The researchers, Jie Liu, et al, have published a paper on the new organic semiconductor in a recent issue of Nature Communications.

“The invention of an organic semiconductor with high mobility and strong emission opens the doors to the design and synthesis of [additional] novel organic semiconductors,” coauthor Huanli Dong at the Chinese Academy of Sciences and Beihang University, both in Beijing, told Phys.org.

Currently, all organic semiconductor materials with high luminescence exhibit low mobility, and vice versa. Combining both traits in a single organic semiconductor has been an important goal because the combination is essential for developing new types of optoelectronics devices, such as organic light-emitting transistors (OLETs) and their offshoots, including OLET-based displays and organic electrical pumping lasers based on OLETs.

The reason why high mobility and high luminescence don’t mix is because they generally require opposite types of molecular structures. High mobility requires that molecules pack together densely, but densely packed molecules cause “fluorescence quenching.” Fluorescence occurs when an electron falls to its ground state, emitting a photon in the process. However, densely packed molecules tend to have strong intermolecular interactions that prevent electrons from transitioning to their ground states, which prevents photon emission.

When designing their new organic semiconducting compound, called 2,6-diphenylanthracene (DPA), the researchers kept the molecules closely packed to ensure a high mobility. But by making the molecules pack together in a strategic way, the researchers could also greatly reduce the fluorescence quenching.

(Left) Molecular structure of DPA. (Right) Under UV light, DPA powder produces strong blue emission. Credit: Liu, et al. CC-BY-4.0

The researchers describe the new molecular arrangement as “herringbone packing,” a zig-zag pattern that has weaker intermolecular interactions than other types of arrangements, even though the molecules are still very close together. The weaker interactions allow electrons to transition to the ground state, so the molecule exhibits a high luminescence along with a high mobility.

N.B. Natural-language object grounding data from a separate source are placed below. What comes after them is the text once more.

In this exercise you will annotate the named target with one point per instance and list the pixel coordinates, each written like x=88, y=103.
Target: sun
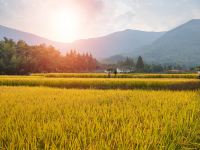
x=67, y=24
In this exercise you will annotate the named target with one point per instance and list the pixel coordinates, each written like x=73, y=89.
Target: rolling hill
x=105, y=46
x=180, y=45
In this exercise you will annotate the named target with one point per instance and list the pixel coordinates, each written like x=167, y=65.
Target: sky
x=69, y=20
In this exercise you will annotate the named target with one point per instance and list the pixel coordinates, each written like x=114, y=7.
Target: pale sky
x=68, y=20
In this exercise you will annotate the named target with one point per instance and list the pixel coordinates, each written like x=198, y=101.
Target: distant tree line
x=21, y=58
x=140, y=66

To demonstrate these traits, the researchers used the DPA semiconductor to fabricate organic light-emitting diodes (OLEDs) that highlight DPA’s bright blue luminescence, as well as organic field-effect transistors (OFETs) that show DPA’s good charge transport. They also integrated these two devices, creating an OFET-driven OLED array based on the same organic semiconductor, DPA, to demonstrate the potential of using the new material in organic optoelectronics devices.